It’s fair to say that not nearly as many webmasters have embraced AMP (Accelerated Mobile Pages) as Google would have liked to have. While there are many issues with the technology itself and Google’s involvement, this article will only be covering an issue relating to the official AMP plugin, developed by the AMP Project Contributors, for WordPress.
Berate me as much as you want, but at the time I launched one of my websites, I needed AMP to unlock a few features, and I was also interested in trying every new technology. I’m now stuck with it, but I will at some time in the future almost certainly remove it to spare me the headache of keeping everything running smoothly.
Slow WordPress backend? It might be the AMP plugin
A few weeks back, I started to notice that my WordPress backend was increasingly getting slower and slower. This issue was especially noticeable when publishing or updating a post or article. Doing so would sometimes take one to two minutes to complete. For me, that was unacceptable.
I started my investigation by first enabling the Troubleshooting Mode on WordPress’ Health Check & Troubleshooting plugin (you will need to install the plugin to enable this mode as the built-in version doesn’t support it). After it had disabled all the plugins, I published a new article and it was online in a matter of seconds. This was good news, as it meant that I hadn’t messed something up in my WordPress installation and it was indeed a plugin causing the slowdowns in my WordPress backend.
The next step was to disable every plugin, one by one, and see which one is the root cause of my slowdowns. As it turned out, it was the official AMP plugin which was causing my issues. All the other plugins I had installed had no noticeable influence on the time it took to save a page.

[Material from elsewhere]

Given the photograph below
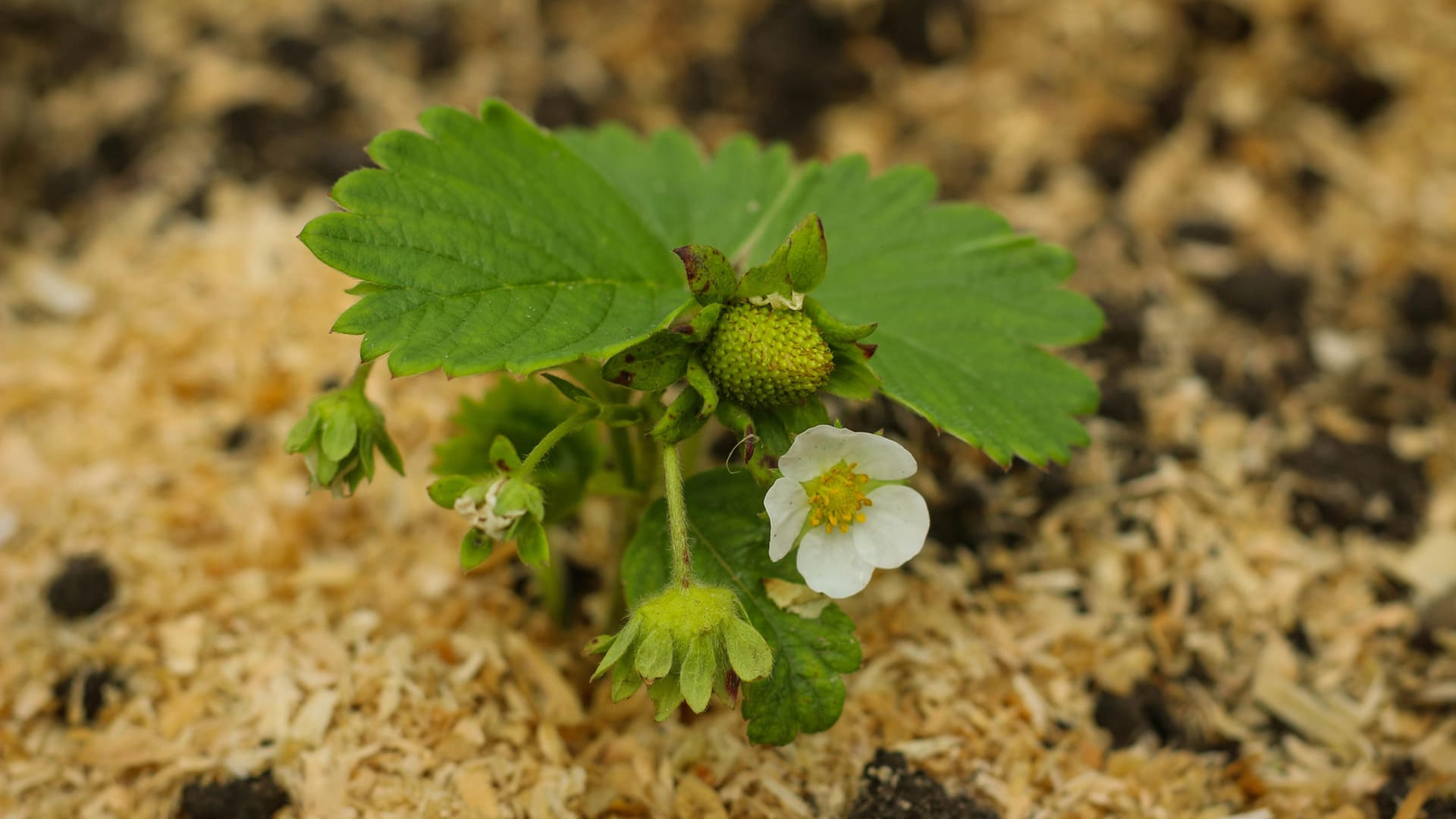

Why the AMP plugin slows down the WordPress backend
A bit of research led me to this issue on GitHub, in which many describe the same problem I was experiencing. What happens is that if you’ve got the AMP plugin installed and you publish or update a post/page, it will validate it each time you hit the button (this is what developers call a loopback request). That validation uses up many resources and takes a considerable amount of time. Especially if you’re using a VPS, as I currently am, and not a dedicated web server.
How to “fix” the AMP plugin for WordPress
The solution to this issue luckily (you might say unluckily) isn’t to uninstall the AMP plugin and removing all AMP pages. What has to be done, is to replace the loopback request with asynchronously re-checking. I suggest you read through the issue on GitHub if the technical aspects are of interest to you. For now, I’m only going to tell you how to do this.
Fortunately, a developer has already fixed the issue and uploaded the code, which can be manually installed as a WordPress plugin without you having to edit a single line. To do so, visit the
amp-async-validation.php Gist on GitHub and click on
Download ZIP in the top right-hand corner, to download the plugin.
Installing the fix for the AMP plugin
With the plugin downloaded, you can add a new plugin and select
Upload Plugin instead of searching one in the list. Search and select the ZIP file you downloaded in the previous step and click on
With the AMP Async Validation plugin installed and activated there are no further settings for you to adjust. It will start working immediately. Go ahead and save one of your posts and enjoy a speedy WordPress backend once again!